Exporting data from Elasticsearch or OpenSearch, often referred to as "dumping data", is often required for various purposes, for example loading data stored in Elasticsearch for some batch processing in Spark, and so on. This post describes how that can be done.
Exporting data from Elasticsearch or OpenSearch is often required for backup purposes, or in order to move data between systems - for example loading data stored in Elasticsearch for some batch processing in Spark, and so on.
For backup purposes, you should use the built-in Snapshot/Restore API. It is by far the easiest and most efficient way to perform backups and restore from backups. Some managed solutions for Elasticsearch pose some limitations around it, but it's still the best option for performing backups.
But sometimes you need to dump data from Elasticsearch into, say, JSON format and then load it into other systems - for example Spark for batch processing, or even load it into Elasticsearch of a different version in a completely different system. What then?
The Scroll API and it's predecessor the PIT (point in time) search API are the way to go. They offer a way to read results of any search query (or an entire index, or multiple indices) efficiently and without skipping and results. They even support a "slicing" approach to allow for reading data in parallel from multiple consumers, thus speeding up the process.
There are quite a handful of utilities that will make this process of data export from Elasticsearch / OpenSearch a breeze:
- Elastician is a dockerized utility written in Python by our experts, which we've built and optimized to support many use-cases of data export and import we have seen over the years with our customers. Elastician supports exporting in slices as well so a single instance running on a multi-core machine can perform data export faster.
- ElasticDump is an actively-maintained tool written in JavaScript which offers full support of OpenSearch as well, and AWS S3 destinations.
- Using Logstash - you can use Logstash's Elasticsearch input to feed data into Logstash and then make use of Logstash's many output destinations (and even more than just one of them). This can be much easier to setup for many, especially shops which already use Logstash in their stack. It is probably going to be the slowest and more resources consuming method, however.
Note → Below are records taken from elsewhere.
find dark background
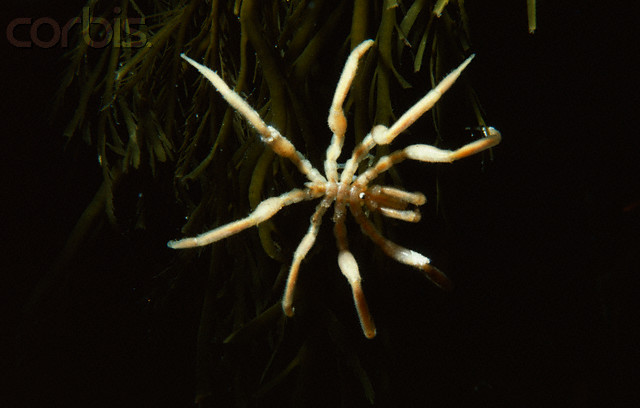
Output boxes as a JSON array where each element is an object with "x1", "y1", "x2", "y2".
[{"x1": 3, "y1": 1, "x2": 638, "y2": 406}]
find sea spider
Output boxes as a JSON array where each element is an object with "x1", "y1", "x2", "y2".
[{"x1": 169, "y1": 40, "x2": 501, "y2": 338}]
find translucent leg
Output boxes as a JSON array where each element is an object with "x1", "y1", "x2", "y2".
[
  {"x1": 282, "y1": 198, "x2": 331, "y2": 317},
  {"x1": 334, "y1": 202, "x2": 377, "y2": 338},
  {"x1": 325, "y1": 40, "x2": 375, "y2": 181},
  {"x1": 373, "y1": 55, "x2": 476, "y2": 146},
  {"x1": 167, "y1": 188, "x2": 321, "y2": 249},
  {"x1": 181, "y1": 54, "x2": 325, "y2": 183},
  {"x1": 351, "y1": 204, "x2": 452, "y2": 290}
]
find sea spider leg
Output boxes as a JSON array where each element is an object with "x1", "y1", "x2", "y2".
[
  {"x1": 181, "y1": 54, "x2": 325, "y2": 183},
  {"x1": 325, "y1": 40, "x2": 374, "y2": 182},
  {"x1": 372, "y1": 54, "x2": 476, "y2": 146},
  {"x1": 369, "y1": 185, "x2": 427, "y2": 207},
  {"x1": 349, "y1": 197, "x2": 452, "y2": 290},
  {"x1": 167, "y1": 188, "x2": 323, "y2": 249},
  {"x1": 363, "y1": 185, "x2": 426, "y2": 223},
  {"x1": 334, "y1": 198, "x2": 377, "y2": 339},
  {"x1": 339, "y1": 125, "x2": 386, "y2": 185},
  {"x1": 355, "y1": 127, "x2": 502, "y2": 187},
  {"x1": 404, "y1": 126, "x2": 502, "y2": 163},
  {"x1": 338, "y1": 248, "x2": 376, "y2": 339},
  {"x1": 282, "y1": 196, "x2": 332, "y2": 317}
]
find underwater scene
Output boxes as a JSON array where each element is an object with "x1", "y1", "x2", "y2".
[{"x1": 4, "y1": 0, "x2": 637, "y2": 406}]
A word of advice: Elasticsearch (and OpenSearch, too) weren't designed for supporting frequent full data exports. The snapshot/restore API can be used for performing frequent backups, but the other APIs we mentioned here shouldn't be used as part of your normal operation with Elasticsearch. Exporting data from Elasticsearch may take significant amount of time, even with parallelism, and will consume non-negligible amount of cluster resources.